We talked throughout the night, I was that rare charming drunk that is a fluke when you're drunk, or maybe just you feel that way. Either way I thought the world of this person, she seemed wonderful in the ways you only see in movies, she seemed perfect. Her friend liked me, which was a problem, but I ran enough interfearence that she go the hint. My friend wanted to leave, he said it was getting late. I convinced him I, and we all, needed to stay, to hold on to this great simple night because you never know when you get another. I ran into a guy dressed in a FLAWLESS Mr. Peanut costume who kept spouting cryptic gibberish at me. I'd say " Hey Mr.Peanut, whats the word!" and he'd reply , " The world is made of five wheels and its going to end". Ths went on for way too long until I saw him later and exclaimed, " I get it! He's NUTS! " . That got me a huge thumbs up from the planter's mascot. After another 2 hours, I got Audrey's name, both our phones were dead so I was supposed to facebook her the next day.
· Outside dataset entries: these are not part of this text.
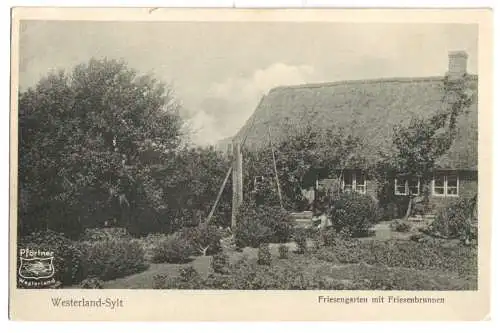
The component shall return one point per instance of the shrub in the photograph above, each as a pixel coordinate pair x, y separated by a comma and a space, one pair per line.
174, 249
300, 238
283, 251
264, 255
401, 226
189, 274
262, 224
113, 259
327, 236
204, 239
455, 220
220, 263
68, 258
353, 214
443, 256
102, 234
91, 283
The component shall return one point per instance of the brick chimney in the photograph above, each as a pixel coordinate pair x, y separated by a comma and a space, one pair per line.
457, 64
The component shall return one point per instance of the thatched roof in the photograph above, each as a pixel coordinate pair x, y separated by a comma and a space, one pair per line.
367, 108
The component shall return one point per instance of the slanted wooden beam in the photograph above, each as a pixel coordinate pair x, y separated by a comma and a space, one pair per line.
237, 182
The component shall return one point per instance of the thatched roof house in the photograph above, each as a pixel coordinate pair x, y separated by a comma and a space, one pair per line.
371, 109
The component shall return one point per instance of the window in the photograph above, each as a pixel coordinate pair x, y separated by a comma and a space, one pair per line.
445, 185
354, 181
406, 186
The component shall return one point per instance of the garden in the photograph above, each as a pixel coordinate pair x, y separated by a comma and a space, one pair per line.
268, 253
109, 182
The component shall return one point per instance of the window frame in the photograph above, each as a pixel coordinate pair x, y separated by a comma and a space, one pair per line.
445, 185
354, 185
407, 186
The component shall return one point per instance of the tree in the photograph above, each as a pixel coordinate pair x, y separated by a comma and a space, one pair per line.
419, 144
89, 142
304, 150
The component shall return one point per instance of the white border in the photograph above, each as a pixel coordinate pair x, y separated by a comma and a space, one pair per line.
243, 327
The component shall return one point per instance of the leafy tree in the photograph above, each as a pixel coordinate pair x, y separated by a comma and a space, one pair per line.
89, 142
299, 157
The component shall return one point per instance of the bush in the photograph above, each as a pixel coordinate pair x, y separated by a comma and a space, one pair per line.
401, 226
174, 249
264, 255
300, 238
68, 258
353, 214
455, 220
262, 224
91, 283
189, 275
443, 256
220, 263
113, 259
204, 239
283, 251
327, 236
102, 234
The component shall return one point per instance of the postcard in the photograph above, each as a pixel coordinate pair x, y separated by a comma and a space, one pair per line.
250, 164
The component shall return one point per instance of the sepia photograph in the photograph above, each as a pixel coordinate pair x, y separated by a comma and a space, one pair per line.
272, 155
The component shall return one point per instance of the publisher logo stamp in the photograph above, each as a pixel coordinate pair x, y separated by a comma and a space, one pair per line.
36, 268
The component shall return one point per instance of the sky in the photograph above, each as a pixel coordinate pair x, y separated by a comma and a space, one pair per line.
220, 70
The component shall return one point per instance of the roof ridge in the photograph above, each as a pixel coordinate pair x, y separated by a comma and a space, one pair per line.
366, 81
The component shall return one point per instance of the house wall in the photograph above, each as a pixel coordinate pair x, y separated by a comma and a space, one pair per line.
467, 189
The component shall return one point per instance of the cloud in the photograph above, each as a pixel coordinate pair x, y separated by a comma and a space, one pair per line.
228, 104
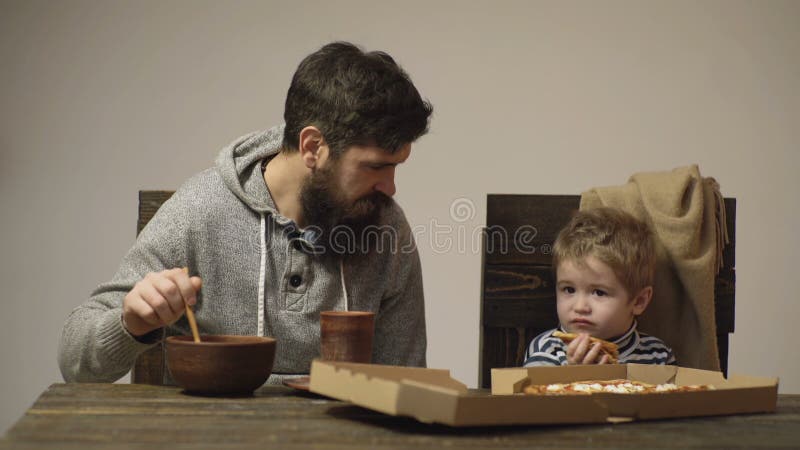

We all jumped into the van, drunk as hell but no throwing up (thank you Ice Cube), and roared through the streets as the sun was just thinking of coming up. My friend driving, who was the soberest man for the job, took a left onto Boylston, the wrong way. It didn't take more than 3 seconds for us to get pulled over.

" RUN! " screamed the driver, so I pushed my toomate, injured Tom Brady, out of the van and made a b-line for the next street. The cop stood there and said, " You have got to be fucking kidding me. " I ran down the street at about 4:40 mile pace with my high tops, puffy vest and jean suit and headphones. People seemed horrified, like they didn't know if they should tackle me or what. It was like that wrestling burgular scene from spider-man. I made it around the block, just hauling ass. There weas no catching me under normal circumstances, let alone when I'm running from something like this. I made it to government center and remembered my phone was dead, and I had no money for train faire when the T started up so I needed to get back to my friends. So there I was, a few layers of clothes lighter, running down Boylston St at 4 AM. I made it to the car and saw the cops were still there. I leaned in and told the guys to meet me at government center if the car didn't get towed or whatever. The yelled at me to run and the cop turned around. Poor guy, he must've felt like Danny Glover from Leathal Weapon. " There's that fuckin' kid again! " And I was off making the same route until I found my roomate hiding in a dumpster. Turns out he ran straight into a parking garage, and accidentlly into the security office. Now he was here. His phone worked and he had our friends meet us, they had only gotten a $50 dollar ticket for going up a wrong way street. The cop took mercy on them and probably didn't want to report the running and whatnot. My friend confessed he had us jump out of the car because there were more people than seatbelts. We all had a good laugh at this. After a quick reliving of the situation by a homeless spectator, we all pitched in and gave him money for a shower and a suit and headed home. I got through the door and hit the ground, laughing. The sky was never as blue again as it was that early morning, and it's something that I think of every early morning T-ride or a late night past of failure. That night, we got everything and more from Boston.